Yes, the AEC aims to free up the flow of capital. Yet after a long
preparatory period, the establishment of the community is close at hand
and banks are still looking for tangible benefits.
"I am not seeing any signs on the horizon that the situation is
going to change very rapidly," Piyush Gupta, CEO of Singapore's DBS Group Holdings, said at the end of August. "Banking is the most protected industry," he added.
Gupta began to doubt the AEC in mid-2013. DBS, Southeast Asia's largest
bank, had announced in April 2012 that it would buy all the shares of
Bank Danamon Indonesia, a midsize Indonesian institution. The goal was
to gain a foothold in the ASEAN bloc's most populous nation.
The plan fell through because of growing anxiety within the Indonesian government about foreign ownership of banks.
Bank Indonesia, the country's central bank, in May 2013 decided to
allow the Singaporean bank to buy only a 40% stake in the Indonesian
bank. DBS was disappointed that it would not be able to take charge of
Bank Danamon's management and dropped the bid that July. The Indonesian
authorities' policy still bothers Gupta, who says they are "going the
wrong way."
A major Thai bank encountered a
similar barrier. It had been preparing to apply to open a branch in
Indonesia, hoping to move into the country by the end of this year. The
government, though, insisted the only option for accessing the market
was to take a stake in a local bank. "We will not be looking to
Indonesia for a while," an executive of the bank said.

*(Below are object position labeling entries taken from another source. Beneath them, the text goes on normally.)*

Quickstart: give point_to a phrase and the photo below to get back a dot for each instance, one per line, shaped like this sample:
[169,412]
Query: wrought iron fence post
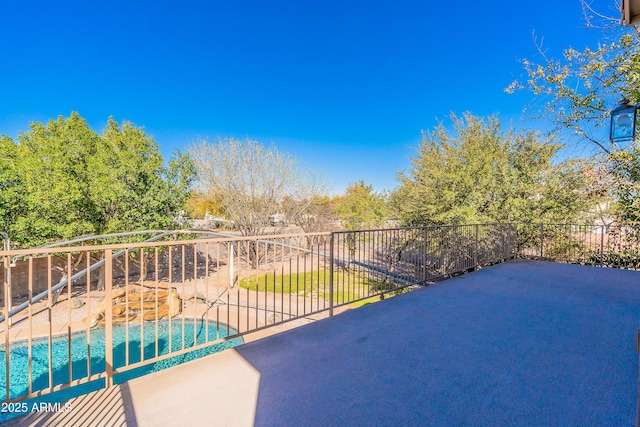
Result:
[331,265]
[108,316]
[541,239]
[7,325]
[475,250]
[602,247]
[424,260]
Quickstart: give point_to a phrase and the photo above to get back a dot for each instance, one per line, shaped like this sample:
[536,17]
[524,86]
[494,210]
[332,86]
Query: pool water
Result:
[141,344]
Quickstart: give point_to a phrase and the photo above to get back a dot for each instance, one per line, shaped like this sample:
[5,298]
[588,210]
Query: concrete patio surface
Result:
[519,343]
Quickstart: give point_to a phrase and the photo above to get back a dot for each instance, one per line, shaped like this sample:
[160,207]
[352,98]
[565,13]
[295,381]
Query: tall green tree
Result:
[480,173]
[61,179]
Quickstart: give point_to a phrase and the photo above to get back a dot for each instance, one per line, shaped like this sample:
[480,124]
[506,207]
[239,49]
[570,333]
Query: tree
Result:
[579,90]
[361,207]
[478,173]
[62,180]
[252,182]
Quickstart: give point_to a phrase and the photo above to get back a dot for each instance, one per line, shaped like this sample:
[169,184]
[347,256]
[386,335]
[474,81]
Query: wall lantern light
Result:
[630,12]
[623,122]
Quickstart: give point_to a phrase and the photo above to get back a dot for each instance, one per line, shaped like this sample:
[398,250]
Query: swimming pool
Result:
[175,335]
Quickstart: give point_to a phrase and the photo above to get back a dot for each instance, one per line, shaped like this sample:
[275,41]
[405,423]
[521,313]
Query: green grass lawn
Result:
[348,286]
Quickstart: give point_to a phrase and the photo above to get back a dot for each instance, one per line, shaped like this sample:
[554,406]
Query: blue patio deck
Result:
[519,343]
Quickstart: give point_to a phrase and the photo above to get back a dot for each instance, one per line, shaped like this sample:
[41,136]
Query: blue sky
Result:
[346,86]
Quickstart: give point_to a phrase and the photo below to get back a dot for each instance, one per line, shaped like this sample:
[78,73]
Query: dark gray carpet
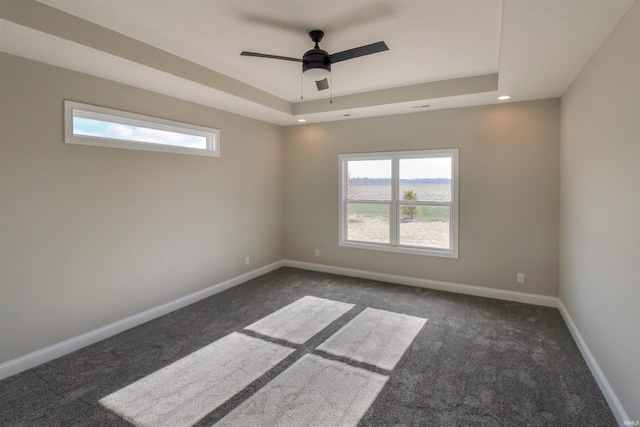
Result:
[477,361]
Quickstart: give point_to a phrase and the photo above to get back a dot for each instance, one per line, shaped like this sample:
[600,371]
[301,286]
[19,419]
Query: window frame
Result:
[74,109]
[395,202]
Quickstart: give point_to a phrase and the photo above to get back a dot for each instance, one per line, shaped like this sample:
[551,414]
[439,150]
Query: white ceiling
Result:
[443,53]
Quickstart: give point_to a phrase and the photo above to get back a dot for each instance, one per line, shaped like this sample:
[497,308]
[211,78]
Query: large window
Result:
[400,202]
[91,125]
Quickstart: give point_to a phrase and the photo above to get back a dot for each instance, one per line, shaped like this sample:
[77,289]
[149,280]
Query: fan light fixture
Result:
[316,63]
[317,73]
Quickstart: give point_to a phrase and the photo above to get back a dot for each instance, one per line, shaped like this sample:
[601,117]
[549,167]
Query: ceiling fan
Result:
[316,63]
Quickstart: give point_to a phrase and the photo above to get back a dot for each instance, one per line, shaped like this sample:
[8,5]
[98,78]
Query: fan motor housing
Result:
[316,58]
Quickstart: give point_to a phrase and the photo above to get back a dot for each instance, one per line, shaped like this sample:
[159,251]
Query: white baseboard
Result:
[430,284]
[44,355]
[601,379]
[613,401]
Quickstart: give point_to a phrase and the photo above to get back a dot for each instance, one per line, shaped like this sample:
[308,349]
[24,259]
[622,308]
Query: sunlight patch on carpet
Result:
[300,320]
[376,337]
[311,392]
[192,387]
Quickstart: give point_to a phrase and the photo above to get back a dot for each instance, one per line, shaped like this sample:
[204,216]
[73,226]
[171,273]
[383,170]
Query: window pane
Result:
[105,129]
[426,226]
[369,179]
[368,222]
[427,179]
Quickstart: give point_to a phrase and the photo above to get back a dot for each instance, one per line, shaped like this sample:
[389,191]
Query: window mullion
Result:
[394,207]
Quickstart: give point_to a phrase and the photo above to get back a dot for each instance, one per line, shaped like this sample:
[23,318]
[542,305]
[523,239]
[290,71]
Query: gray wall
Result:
[509,192]
[600,208]
[92,235]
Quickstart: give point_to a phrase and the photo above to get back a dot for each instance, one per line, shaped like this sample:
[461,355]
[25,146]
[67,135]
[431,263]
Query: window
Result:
[400,202]
[91,125]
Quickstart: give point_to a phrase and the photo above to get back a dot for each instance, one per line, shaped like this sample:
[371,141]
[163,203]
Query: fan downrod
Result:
[316,36]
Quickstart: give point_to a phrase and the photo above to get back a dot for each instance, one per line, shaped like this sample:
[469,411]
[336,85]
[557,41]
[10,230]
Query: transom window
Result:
[400,202]
[92,125]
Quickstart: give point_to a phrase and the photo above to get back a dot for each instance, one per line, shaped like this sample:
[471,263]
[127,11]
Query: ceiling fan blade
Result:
[322,84]
[264,55]
[358,51]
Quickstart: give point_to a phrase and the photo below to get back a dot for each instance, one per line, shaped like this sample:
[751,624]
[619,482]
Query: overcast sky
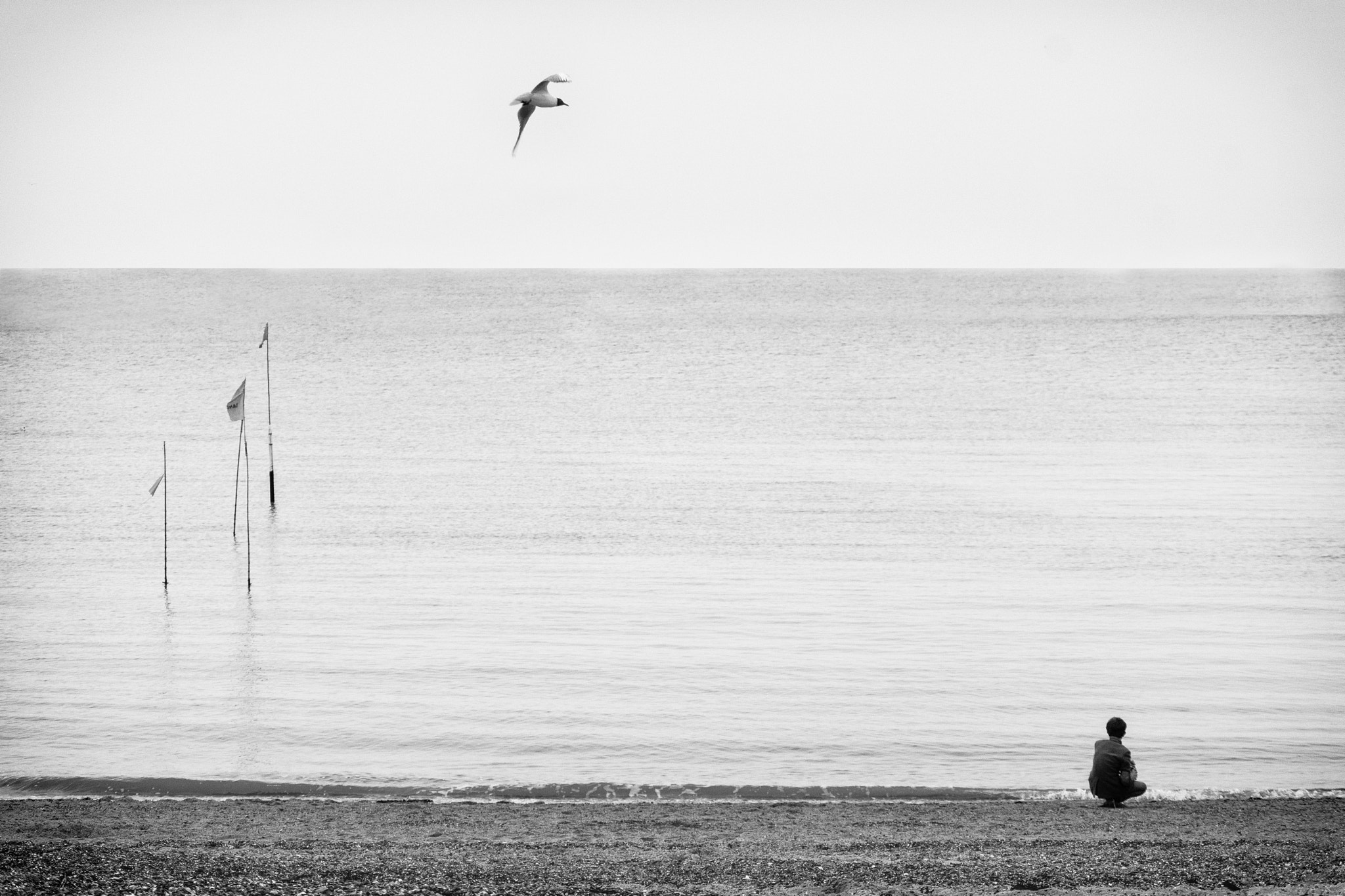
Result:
[275,133]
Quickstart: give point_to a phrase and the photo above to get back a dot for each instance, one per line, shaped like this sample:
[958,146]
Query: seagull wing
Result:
[523,114]
[557,77]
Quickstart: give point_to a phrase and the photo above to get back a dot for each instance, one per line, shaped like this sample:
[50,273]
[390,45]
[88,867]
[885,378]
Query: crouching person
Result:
[1114,775]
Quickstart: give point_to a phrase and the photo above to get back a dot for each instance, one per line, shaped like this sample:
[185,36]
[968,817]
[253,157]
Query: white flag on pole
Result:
[236,403]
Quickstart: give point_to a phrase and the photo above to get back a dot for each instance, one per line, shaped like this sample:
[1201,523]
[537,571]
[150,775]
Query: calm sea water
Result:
[768,527]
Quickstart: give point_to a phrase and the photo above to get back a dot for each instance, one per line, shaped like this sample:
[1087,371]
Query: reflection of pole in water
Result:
[163,480]
[169,673]
[246,707]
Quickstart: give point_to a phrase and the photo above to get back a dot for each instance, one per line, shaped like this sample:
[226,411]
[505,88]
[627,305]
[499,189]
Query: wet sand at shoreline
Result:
[330,847]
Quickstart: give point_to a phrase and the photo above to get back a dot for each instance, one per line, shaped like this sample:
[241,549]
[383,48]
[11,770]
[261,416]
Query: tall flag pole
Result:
[163,479]
[236,413]
[248,504]
[271,448]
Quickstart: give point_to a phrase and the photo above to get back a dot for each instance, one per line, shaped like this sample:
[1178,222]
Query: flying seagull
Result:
[539,96]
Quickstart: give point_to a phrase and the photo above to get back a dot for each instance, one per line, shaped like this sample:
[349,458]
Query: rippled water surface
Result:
[908,528]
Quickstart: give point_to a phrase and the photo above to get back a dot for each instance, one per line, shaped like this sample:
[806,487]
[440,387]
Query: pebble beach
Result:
[283,847]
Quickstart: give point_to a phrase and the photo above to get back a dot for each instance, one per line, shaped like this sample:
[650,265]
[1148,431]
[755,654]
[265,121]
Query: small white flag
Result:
[236,403]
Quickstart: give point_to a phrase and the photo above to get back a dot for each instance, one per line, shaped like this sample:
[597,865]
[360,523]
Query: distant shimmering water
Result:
[761,527]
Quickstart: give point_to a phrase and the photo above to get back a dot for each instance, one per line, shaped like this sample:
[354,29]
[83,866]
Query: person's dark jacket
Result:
[1113,773]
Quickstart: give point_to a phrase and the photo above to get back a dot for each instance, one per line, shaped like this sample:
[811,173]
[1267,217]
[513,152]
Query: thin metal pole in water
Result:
[248,504]
[237,464]
[165,515]
[271,446]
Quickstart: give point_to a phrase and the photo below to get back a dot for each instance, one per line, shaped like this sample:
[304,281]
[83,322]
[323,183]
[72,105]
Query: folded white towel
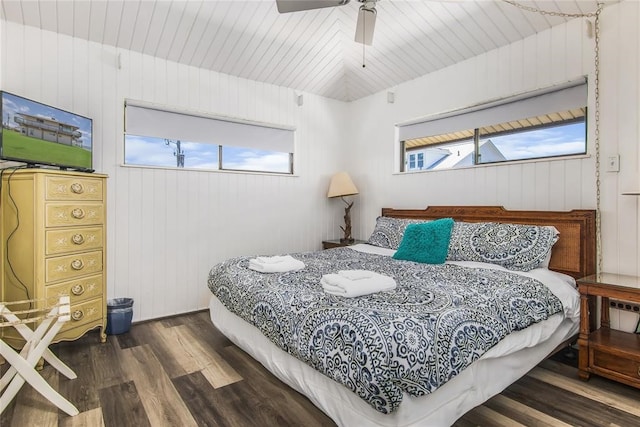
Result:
[357,274]
[274,259]
[337,284]
[279,264]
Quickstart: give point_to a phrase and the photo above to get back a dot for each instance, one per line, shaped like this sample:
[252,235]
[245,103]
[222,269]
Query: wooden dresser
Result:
[53,243]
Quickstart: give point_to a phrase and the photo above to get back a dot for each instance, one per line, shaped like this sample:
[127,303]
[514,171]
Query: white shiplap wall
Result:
[561,54]
[166,228]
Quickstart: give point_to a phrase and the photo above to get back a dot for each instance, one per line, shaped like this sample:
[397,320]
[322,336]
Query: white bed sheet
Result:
[512,358]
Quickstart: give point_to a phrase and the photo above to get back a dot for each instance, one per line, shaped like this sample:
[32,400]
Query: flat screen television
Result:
[39,134]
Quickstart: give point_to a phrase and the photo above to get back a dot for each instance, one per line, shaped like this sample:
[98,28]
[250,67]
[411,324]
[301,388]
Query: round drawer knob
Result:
[77,289]
[77,213]
[77,264]
[77,188]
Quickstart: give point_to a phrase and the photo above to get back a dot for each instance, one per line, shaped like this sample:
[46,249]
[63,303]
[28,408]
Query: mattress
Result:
[512,358]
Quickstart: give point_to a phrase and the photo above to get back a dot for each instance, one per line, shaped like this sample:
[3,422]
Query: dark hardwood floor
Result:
[182,372]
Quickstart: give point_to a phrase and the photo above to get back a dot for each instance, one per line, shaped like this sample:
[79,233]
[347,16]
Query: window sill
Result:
[501,164]
[241,172]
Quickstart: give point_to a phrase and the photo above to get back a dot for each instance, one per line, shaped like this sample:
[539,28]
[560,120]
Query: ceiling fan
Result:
[366,14]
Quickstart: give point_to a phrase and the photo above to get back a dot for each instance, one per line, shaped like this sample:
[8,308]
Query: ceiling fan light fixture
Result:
[366,23]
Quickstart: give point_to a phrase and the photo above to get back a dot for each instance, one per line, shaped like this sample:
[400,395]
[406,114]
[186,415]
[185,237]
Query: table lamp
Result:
[341,185]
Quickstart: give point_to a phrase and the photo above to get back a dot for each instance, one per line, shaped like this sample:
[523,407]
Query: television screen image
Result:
[39,134]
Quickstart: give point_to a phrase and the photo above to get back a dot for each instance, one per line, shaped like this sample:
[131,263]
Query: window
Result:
[157,137]
[543,124]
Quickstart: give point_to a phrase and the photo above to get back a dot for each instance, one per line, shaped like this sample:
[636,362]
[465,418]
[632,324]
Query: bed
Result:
[379,359]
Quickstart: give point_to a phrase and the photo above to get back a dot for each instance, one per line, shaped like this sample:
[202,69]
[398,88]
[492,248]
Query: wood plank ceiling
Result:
[311,51]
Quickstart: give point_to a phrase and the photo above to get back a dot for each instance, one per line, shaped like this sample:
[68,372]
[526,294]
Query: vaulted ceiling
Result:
[312,51]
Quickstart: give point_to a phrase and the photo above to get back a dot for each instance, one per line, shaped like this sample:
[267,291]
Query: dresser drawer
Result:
[73,188]
[59,241]
[79,289]
[83,313]
[625,366]
[67,214]
[71,266]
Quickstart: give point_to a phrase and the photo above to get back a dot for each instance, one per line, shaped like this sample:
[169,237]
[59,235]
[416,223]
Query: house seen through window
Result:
[551,132]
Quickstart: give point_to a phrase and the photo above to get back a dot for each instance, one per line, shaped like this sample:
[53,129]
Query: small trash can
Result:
[119,315]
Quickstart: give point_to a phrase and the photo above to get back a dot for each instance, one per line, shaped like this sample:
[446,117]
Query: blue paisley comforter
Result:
[413,339]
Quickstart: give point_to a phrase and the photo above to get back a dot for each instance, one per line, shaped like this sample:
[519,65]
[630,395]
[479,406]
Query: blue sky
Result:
[154,152]
[12,104]
[552,141]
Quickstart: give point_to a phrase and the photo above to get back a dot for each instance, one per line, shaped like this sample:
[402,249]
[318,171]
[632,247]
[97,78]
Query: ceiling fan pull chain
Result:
[364,21]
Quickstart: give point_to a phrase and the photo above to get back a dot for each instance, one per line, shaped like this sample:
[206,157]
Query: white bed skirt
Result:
[483,379]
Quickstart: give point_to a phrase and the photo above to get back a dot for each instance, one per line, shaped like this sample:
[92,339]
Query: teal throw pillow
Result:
[426,243]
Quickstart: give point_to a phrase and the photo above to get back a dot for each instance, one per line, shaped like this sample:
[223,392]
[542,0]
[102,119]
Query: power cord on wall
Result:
[15,229]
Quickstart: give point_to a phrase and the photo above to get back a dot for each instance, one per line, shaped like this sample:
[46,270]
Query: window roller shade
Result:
[503,111]
[144,121]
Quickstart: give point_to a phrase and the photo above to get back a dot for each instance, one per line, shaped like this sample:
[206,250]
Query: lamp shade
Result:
[341,185]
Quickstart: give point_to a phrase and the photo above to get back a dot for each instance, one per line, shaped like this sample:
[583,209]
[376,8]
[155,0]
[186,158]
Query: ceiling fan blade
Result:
[285,6]
[366,25]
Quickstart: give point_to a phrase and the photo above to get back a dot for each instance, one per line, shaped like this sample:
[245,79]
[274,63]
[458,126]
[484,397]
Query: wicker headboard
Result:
[574,253]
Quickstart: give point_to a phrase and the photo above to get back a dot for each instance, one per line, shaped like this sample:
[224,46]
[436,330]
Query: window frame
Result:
[290,131]
[577,89]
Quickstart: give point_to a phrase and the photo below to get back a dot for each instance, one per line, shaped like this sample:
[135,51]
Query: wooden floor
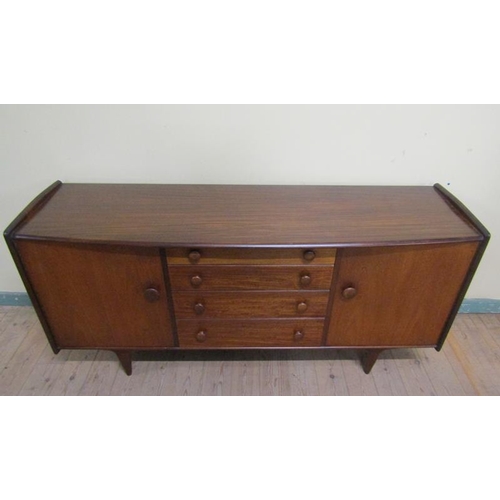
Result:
[469,364]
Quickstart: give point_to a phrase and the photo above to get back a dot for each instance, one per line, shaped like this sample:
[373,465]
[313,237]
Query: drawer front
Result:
[250,304]
[205,334]
[251,256]
[251,277]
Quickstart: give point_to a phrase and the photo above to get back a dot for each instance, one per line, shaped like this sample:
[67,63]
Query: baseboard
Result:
[469,306]
[14,299]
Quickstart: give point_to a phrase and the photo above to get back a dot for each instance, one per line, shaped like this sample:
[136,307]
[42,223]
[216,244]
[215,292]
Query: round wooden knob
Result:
[301,307]
[151,294]
[309,255]
[305,279]
[349,292]
[201,336]
[196,280]
[298,335]
[194,255]
[199,308]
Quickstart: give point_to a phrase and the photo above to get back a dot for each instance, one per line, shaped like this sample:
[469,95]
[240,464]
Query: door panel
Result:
[94,296]
[404,294]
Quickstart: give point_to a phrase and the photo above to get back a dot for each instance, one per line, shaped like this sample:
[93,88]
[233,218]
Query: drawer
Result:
[250,333]
[251,256]
[250,304]
[251,277]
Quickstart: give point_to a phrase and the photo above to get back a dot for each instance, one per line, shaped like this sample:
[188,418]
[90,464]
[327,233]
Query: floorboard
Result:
[468,364]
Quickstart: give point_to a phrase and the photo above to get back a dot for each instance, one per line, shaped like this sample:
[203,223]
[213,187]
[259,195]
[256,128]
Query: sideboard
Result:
[128,267]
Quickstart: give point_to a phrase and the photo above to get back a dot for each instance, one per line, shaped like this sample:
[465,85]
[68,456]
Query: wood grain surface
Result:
[218,215]
[250,304]
[404,294]
[251,277]
[253,256]
[250,333]
[93,296]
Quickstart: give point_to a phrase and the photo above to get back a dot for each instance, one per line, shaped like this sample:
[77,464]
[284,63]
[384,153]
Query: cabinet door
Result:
[96,296]
[404,294]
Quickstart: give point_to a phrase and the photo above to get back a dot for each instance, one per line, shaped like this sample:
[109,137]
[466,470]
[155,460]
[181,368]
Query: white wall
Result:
[282,144]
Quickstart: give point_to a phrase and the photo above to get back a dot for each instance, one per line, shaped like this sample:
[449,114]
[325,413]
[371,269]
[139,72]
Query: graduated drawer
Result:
[251,277]
[250,304]
[250,333]
[251,256]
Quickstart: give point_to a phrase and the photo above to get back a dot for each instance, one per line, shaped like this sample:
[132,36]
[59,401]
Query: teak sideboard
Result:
[128,267]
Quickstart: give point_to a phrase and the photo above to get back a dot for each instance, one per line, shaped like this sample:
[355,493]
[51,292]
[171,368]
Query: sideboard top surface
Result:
[233,215]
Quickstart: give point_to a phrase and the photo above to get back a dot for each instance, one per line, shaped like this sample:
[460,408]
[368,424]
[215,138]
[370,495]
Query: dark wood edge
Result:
[9,235]
[462,210]
[170,300]
[125,358]
[463,290]
[368,359]
[253,348]
[329,307]
[467,215]
[281,246]
[32,208]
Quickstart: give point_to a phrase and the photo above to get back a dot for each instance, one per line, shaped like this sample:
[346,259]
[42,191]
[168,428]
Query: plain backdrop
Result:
[455,145]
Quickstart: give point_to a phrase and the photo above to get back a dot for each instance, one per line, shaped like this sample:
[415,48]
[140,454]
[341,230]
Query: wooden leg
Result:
[125,358]
[368,359]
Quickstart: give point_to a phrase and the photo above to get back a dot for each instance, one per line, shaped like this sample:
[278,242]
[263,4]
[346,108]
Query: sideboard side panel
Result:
[404,294]
[93,295]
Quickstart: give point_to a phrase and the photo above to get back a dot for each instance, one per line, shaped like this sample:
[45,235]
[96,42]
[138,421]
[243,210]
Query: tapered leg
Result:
[368,359]
[125,358]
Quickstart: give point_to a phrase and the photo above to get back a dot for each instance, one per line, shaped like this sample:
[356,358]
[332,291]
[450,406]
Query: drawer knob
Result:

The AEC's banking integration framework allows member countries to
designate their banks as Qualified ASEAN Banks, or QABs. These banks
will be allowed to do business more freely across the region.
Nevertheless, it is up to individual countries to strike agreements with
one another to implement the rule. Until that process is further along,
banks will continue to face high hurdles.
POWER DISPARITY
One reason for the delay in liberalizing the banking sector is the
vast gulf between more and less developed markets. In a ranking of
listed ASEAN banks by total assets, Singaporean institutions take the
top three spots, with DBS at No. 1. Malaysian banks round out the top
six. Indonesia, on the other hand, still has numerous relatively small
banks. And authorities in less advanced countries worry that if they
open up their financial markets, it will put them at the mercy of the
big players.
The stock market, meanwhile, seems to have lost interest in the AEC and its potential impact on finance. CIMB Group Holdings,
Malaysia's second-largest bank, announced in July 2014 that it was
preparing to merge with two major domestic financial institutions. The
bank was aiming to bulk up and expand regionwide. Yet after the merger
talks started, CIMB's stock plunged nearly 30% over about half a year.
Having failed to win the backing of
investors, the banks scrapped the merger plan this past January. CIMB
Chairman Nazir Razak said he was "frustrated" at the slow progress of
AEC liberalization.
One ray of hope for
financial services companies is the rapid spread of smartphones across
the region. Citibank, which has branches in six ASEAN countries, sees
mobile banking and other online services as critical. "Thinking about
moving people and building physical distribution is no longer the
ambition for financial institutions," Michael Zink, head of ASEAN
countries at the U.S. bank, told a Bloomberg-sponsored seminar in
Bangkok on Dec. 3.
"The ambition is to be
allowed to deliver our financial services right through the iPads you're
looking at this moment, and I don't have to build the branches," Zink
said. The trouble is, regulations still need to be tweaked to
accommodate this new age. The original plans for the AEC were adopted in
2007, the year Apple released the first iPhone. "The men who created
the AEC weren't thinking about the network flow we now have," Zink said.
"We want transparency and clarity on what we can and cannot do."
Gupta said DBS, too, is focusing on using its "digital platform as opposed to a brick-and-mortar platform."
Nikkei staff writer Yukako Ono in Bangkok contributed to this story.